Sounds like they're scrambling to come up with a replacement module. They'll have to hammer out contracts with the service providers, and see if they'll work in other areas, and only then go into production. That's a non-trivial task. Once they have modules - or at least prices can they think about what to charge or create offerings.

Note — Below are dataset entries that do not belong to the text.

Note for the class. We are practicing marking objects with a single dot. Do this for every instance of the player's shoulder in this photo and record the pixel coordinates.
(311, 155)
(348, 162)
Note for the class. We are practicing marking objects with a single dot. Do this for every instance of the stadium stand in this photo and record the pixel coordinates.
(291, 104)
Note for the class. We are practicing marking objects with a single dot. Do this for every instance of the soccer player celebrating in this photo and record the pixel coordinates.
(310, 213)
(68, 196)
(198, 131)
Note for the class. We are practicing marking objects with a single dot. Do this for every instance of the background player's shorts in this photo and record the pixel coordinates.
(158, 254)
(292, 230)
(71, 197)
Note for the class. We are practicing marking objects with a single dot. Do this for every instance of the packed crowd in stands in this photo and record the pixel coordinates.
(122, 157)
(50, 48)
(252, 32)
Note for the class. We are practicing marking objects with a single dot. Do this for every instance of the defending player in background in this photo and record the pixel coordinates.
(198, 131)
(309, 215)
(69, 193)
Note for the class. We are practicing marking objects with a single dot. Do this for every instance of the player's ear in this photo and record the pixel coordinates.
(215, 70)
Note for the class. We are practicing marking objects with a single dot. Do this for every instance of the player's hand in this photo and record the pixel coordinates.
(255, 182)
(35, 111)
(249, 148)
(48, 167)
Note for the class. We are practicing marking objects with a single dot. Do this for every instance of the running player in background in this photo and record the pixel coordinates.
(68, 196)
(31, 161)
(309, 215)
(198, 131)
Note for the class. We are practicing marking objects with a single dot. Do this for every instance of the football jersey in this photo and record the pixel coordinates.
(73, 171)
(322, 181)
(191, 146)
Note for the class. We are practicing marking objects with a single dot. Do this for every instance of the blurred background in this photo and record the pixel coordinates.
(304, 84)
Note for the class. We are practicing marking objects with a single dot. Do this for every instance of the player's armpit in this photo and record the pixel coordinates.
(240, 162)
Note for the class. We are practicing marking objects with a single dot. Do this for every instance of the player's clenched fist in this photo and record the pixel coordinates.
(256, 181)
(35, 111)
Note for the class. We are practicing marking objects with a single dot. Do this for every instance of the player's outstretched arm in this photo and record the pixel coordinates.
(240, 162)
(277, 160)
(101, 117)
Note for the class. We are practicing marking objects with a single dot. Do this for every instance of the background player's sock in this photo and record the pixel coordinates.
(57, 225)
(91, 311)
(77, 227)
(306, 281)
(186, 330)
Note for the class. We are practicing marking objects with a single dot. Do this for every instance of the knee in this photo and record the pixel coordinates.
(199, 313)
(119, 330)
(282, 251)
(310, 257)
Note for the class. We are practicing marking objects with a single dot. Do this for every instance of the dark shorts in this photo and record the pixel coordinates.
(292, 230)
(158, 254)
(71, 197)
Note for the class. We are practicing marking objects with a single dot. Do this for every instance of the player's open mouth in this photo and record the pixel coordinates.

Edit: Looks like they already have the modules for the 2015 Cruzes. So I guess they just have to figure out how to install them into the earlier models. It seems like on-star is rather tightly integrated with the car's computer systems, so I'm sure there's a fair amount of software testing and debugging involved.


----------



## ALBERTA (Mar 29, 2014)

I certainly won't pay for an upgrade... As far as I am concerned, that's a warranty issue. It worked when I bought the car, and if it stops working before the warranty is expired then GM or Onstar should have to fix it.


----------



## UlyssesSG (Apr 5, 2011)

ALBERTA said:


> I certainly won't pay for an upgrade... As far as I am concerned, that's a warranty issue. It worked when I bought the car, and if it stops working before the warranty is expired then GM or Onstar should have to fix it.


Although OnStar likely didn't anticipate the 2G CDMA changes in Canada and despite the fact that engineering and implementing a solution will not be inexpensive, I simply cannot imagine OnStar would pass along the cost of a necessary upgrade/fix to a subscribing customer. Aforementioned said, I also wouldn't expect OnStar to offer the upgrade/fix to non-subscribing vehicles equipped with outdated technology.
- -
Just my tuppence worth.


----------



## Merc6 (Jun 8, 2013)

UlyssesSG said:


> Although OnStar likely didn't anticipate the 2G CDMA changes in Canada and despite the fact that engineering and implementing a solution will not be inexpensive, I simply cannot imagine OnStar would pass along the cost of a necessary upgrade/fix to a subscribing customer. Aforementioned said, I also wouldn't expect OnStar to offer the upgrade/fix to non-subscribing vehicles equipped with outdated technology.
> - -
> Just my tuppence worth.


Same time it would be a good way to kill off old subscribers by not discounting the service if they out of pocket the upgrade.


----------



## NickD (Dec 10, 2011)

Nice looking Chevy, guessing its a 1951 with an overhead valve six cylinder engine and with a two speed Powerglide transmission. Ha, was a bit two slow for me back then, but would be perfectly find now since I am a grandpa. Always loved a two door hardtop.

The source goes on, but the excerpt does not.